À l’opposé, en Allemagne, la monnaie ne sert pas à des objectifs politiques et n’est pas à la disposition du politique : elle est plutôt placée en dehors du jeu politique. La seule prérogative gouvernementale en ce domaine est la garantie de la stabilité monétaire, dont seule la banque centrale est responsable. Son indépendance n’est pas un mythe, mais un élément fondamental et pérenne de l’ordre économique en Allemagne.

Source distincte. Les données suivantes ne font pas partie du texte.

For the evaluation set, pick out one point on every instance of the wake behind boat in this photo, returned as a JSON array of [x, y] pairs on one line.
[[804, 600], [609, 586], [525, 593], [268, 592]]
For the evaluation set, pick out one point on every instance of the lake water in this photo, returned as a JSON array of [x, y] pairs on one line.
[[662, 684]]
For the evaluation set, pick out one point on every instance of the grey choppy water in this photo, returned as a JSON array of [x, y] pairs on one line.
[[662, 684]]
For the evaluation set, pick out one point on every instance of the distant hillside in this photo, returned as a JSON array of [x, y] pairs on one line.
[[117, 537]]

L’aversion de la population allemande à l’égard de toute déstabilisation monétaire s’explique par les difficultés monétaires (hyperinflation et réforme monétaire) connues par l’Allemagne dans la première moitié du xxe siècle. Ce sont ces expériences traumatisantes qui expliquent actuellement l’opposition de nombreux hommes politiques allemands envers la politique monétaire aventurière de Mario Draghi et la plainte déposée auprès de la Cour constitutionnelle de Karlsruhe contre des achats de titres souverains par la Banque centrale européenne (BCE). En anticipation de ce programme massif qui devrait déclencher un tsunami de liquidité en euros, la Banque centrale suisse ne se voyait plus en mesure de défendre le taux plancher entre le franc suisse et l’euro, et l’a aboli à la mi-janvier 2015 pour rétablir son indépendance monétaire – un vrai signe de méfiance contre la politique de planche à billets (quantitative easing, ou QE) de Mario Draghi.

V Partie

La mise en œuvre de la Politique économique

Toutes ces divergences entre la France et l’Allemagne se sont enracinées dans l’histoire des deux peuples et tendent à influencer la politique actuelle dans tous les domaines, notamment à l’égard de l’organisation de la politique économique des gouvernements.

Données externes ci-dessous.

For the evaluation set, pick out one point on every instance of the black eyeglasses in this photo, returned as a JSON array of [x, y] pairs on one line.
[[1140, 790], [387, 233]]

Tandis que le sort des PME et de l’économie régionale est suivi par les seize Länder et leurs propres ministères compétents, c’est le gouvernement fédéral qui s’occupe des grandes lignes de l’économie allemande. Sur la base des objectifs politiques fixés dans le contrat de coalition de chaque nouveau gouvernement, c’est le ministère de l’Économie qui prend l’initiative de formuler la politique économique du gouvernement, c’est-à-dire par la préparation du rapport économique annuel du gouvernement fédéral. Le chancelier, avec une toute petite équipe de conseillers, n’intervient que rarement ; toutes les décisions importantes sont prises au sein du cabinet de chaque ministre, avec une position forte du ministre des Finances qui peut empêcher toute législation ayant des répercussions financières. Ce n’est que le chancelier qui a le droit de veto contre lui. Le rôle du parlement, le Bundestag, est assez limité. En règle générale, une majorité de députés vote les lois présentées par le gouvernement.

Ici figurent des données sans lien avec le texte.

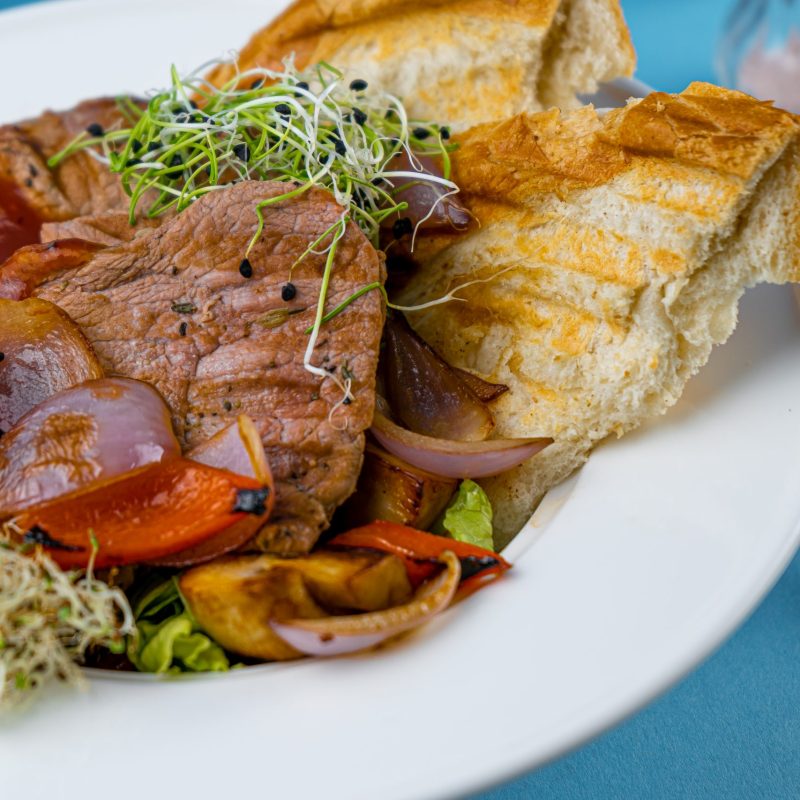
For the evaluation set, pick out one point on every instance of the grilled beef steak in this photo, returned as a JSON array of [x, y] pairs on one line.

Au sein des ministères, les fonctionnaires dans les services bénéficient d’une indépendance exceptionnelle. Un système de cabinets ministériels comme à Paris n’existe pas, c’est seulement une petite équipe de conseillers autour du ministre qui s’occupe plutôt du  déroulement  du  travail  quotidien  que de la conception de la politique. Un cabinet composé de cinquante conseillers, comme à Matignon ou à Bercy, est impensable à Berlin. Chaque chef de bureau est autorisé à présenter à son ministre une note avec des propositions. Cette note peut être commentée par la voie hiérarchique, mais ni modifiée ni supprimée. Puis chaque fonctionnaire peut demander que sa note lui soit renvoyée avec la signature du ministre. Rien ne peut disparaître comme dans le triangle des Bermudes. Hans Tietmeyer, l’ancien président de la Bundesbank – lui-même directeur général au ministère de l’Économie pendant des décennies – aimait à dire que les fonctionnaires forment la colonne vertébrale d’un ministère, et ce sont eux, avec leur expertise, qui sont appelés à soutenir le ministre.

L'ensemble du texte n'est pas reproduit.